However, while WeChat Pay got off to a relatively slow start, the game was about to change in a major way.
Before the Lunar New Year of 2014, Tencent co-founder Tony Zhang assigned a WeChat team member to improve the way Tencent traditionally handed out hongbao – red envelopes with money inside as a gift for Lunar New Year – to staff. As a result, the WeChat Red Packet was developed as a way to send “virtual” money to friends.
WeChat’s Red Packet became an overnight sensation during the 2014 holiday period with over 8 million Chinese receiving over 40 million hongbaos during the period, leading Alibaba’s founder Jack Ma to dub it the “attack on Pearl Harbour”. Users started to tie their bank accounts to their WeChat mobile wallet and it started to compete with Alipay – an already established mobile payments service from Alibaba Group Holding, parent of the South China Morning Post.
In 2018, 688 million people used WeChat’s hongbao service on Lunar New Year’s Eve.
Which brings the story back to WeChat’s mini programs.
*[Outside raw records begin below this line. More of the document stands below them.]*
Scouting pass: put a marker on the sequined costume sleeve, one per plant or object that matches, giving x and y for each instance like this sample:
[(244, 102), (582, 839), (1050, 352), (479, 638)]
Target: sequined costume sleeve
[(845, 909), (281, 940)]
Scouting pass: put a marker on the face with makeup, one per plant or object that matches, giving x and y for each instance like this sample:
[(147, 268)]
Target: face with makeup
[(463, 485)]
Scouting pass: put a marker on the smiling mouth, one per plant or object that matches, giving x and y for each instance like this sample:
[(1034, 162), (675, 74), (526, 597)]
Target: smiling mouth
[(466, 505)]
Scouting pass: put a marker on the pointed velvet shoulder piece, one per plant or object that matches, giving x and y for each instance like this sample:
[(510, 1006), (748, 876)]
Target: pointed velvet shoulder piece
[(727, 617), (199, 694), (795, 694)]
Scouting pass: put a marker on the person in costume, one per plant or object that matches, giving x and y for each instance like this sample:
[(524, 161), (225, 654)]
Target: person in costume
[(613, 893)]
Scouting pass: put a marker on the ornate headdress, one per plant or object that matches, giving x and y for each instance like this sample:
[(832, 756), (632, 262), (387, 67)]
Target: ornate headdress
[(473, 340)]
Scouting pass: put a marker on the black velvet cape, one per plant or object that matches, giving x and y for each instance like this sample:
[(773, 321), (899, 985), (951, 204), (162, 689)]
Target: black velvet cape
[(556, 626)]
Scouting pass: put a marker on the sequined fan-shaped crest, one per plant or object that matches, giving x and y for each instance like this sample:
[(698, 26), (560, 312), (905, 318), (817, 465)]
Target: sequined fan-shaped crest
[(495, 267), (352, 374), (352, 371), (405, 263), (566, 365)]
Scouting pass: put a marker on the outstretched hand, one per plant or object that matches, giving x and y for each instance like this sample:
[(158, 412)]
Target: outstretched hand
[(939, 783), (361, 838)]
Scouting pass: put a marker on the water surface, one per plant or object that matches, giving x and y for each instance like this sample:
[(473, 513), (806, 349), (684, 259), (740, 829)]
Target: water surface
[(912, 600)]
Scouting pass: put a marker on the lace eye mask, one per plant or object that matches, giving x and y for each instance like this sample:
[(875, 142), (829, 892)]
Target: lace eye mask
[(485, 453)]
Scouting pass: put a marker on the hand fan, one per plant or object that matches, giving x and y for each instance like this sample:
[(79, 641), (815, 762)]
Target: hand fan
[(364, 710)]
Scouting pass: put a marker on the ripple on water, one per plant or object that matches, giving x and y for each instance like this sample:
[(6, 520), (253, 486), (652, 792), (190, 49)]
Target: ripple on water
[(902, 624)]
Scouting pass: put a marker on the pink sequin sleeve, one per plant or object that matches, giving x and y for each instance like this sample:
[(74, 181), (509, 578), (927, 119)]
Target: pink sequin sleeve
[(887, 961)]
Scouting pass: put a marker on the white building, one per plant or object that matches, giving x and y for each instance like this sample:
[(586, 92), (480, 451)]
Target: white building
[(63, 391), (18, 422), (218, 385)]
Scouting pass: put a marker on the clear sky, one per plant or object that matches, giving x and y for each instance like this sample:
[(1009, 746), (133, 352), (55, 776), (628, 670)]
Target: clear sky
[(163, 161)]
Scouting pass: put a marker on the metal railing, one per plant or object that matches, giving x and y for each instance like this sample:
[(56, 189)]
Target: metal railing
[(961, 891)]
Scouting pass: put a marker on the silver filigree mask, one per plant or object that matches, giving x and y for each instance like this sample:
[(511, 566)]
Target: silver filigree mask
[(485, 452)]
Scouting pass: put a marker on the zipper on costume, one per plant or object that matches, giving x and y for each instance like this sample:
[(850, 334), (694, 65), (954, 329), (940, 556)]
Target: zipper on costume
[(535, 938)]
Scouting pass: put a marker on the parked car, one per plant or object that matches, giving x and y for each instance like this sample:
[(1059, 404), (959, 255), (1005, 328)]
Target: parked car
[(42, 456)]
By enabling greater functionality within the WeChat ecosystem without the need to download an external app, mini programs are aimed at driving customer loyalty, or stickiness, within the WeChat app.
“We view mini programs as an enhancement of our Official Accounts system, designed to connect offline service providers with users online,” Tencent’s Lau said in 2017.
The concept of mini programs did not fully take off until January 2018 though when Tiao Yi Tiao, a jumping mini game, recorded 100 million daily active users after being launched in late December.
“We have had our ups and downs this year, but in general, I think we have met our initial expectations,” said Tony Zhang in a January interview in the People’s Daily, the ruling Communist Party’s mouthpiece.
By the second quarter of 2018, the number of WeChat mini programs reached one million and mini program users surpassed 600 million in June this year.
“The mini program initiative is opening many doors for Tencent,” said China Channel’s Brennan. “Monetisation due to adverts and payments … and by allowing [Tencent] to incubate and accelerate a variety of businesses within the ecosystem – e-commerce in particular.”